A 60-year-old woman, with no personal history of interest, was admitted to the emergency department with symptoms suggestive of cholangitis.
During admission, a magnetic resonance cholangiography showed a 7.7 mm stone enclaved in the choledochal, 4.4 cm from the papilla, with dilatation of the intrahepatic and extrahepatic bile duct.
These findings led to the decision to perform ERCP in which the papilla of Vater was not cannulated.
Two days later, due to persistent jaundice, a new ERCP showed a fresh clot covering the papilla.
After removing it, the biliary tract was closed, observing the calculus described in the magnetic resonance cholangiography, which was extracted after performing a biliary sphincterotomy.
Finally, diplopia was injected into the papilla, which continued with signs of recent bleeding.

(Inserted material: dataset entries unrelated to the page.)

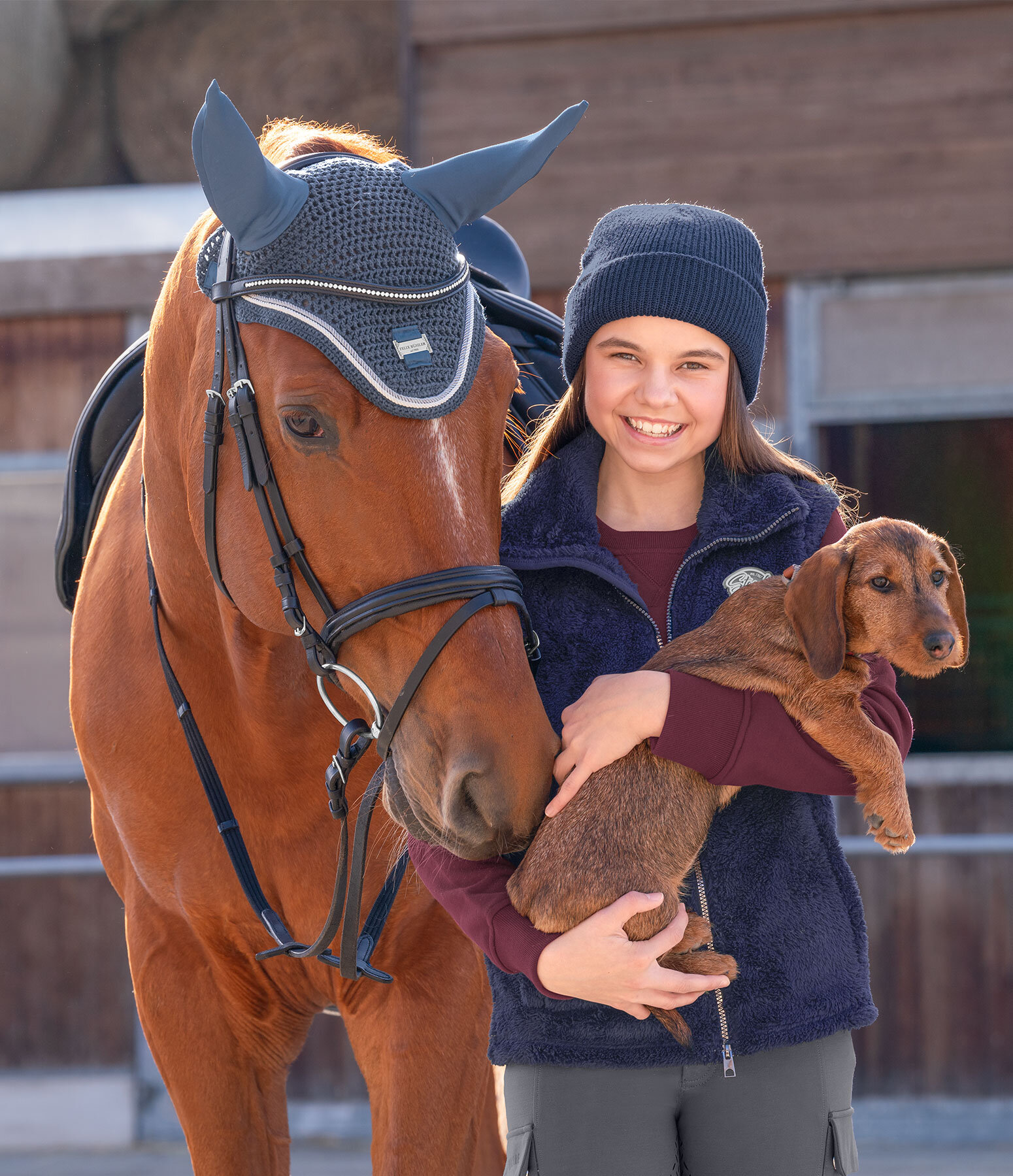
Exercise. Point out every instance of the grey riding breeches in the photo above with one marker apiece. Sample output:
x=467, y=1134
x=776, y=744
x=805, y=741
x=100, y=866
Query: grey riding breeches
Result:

Seven days after discharge, the patient returned to the emergency department with fever, abdominal pain and severe asthenia.
Laboratory tests revealed Hb 8.6 g/dl, hematocrit (Hto) 27.2%, leukocytes 10,000 U/ml with 68% polymorphonuclear, platelets 627,000 U/ml, and C-reactive protein 187.4 mg.
Abdominal ultrasound showed a 10 x 6 cm hepatic space occupying lesion (LOE) in segment III, with ultrasound characteristics of abscess.
Percutaneous drainage was attempted, which was not possible due to the density of the lesion.
A needle biopsy was performed and culture of the material was isolated cloacae.
An abdominal CT scan after antibiotic treatment showed the previously described lesion corresponding to a possible hepatic hematoma.
Persistence of high fever was established with an 8 Fr drainage catheter.
After drainage, the patient was asymptomatic, apyretic and hemodynamically stable.
Weekly abdominal ultrasounds were performed to control the evolution of the hematoma, which showed a progressive decrease.
After six weeks, drainage was removed without complications.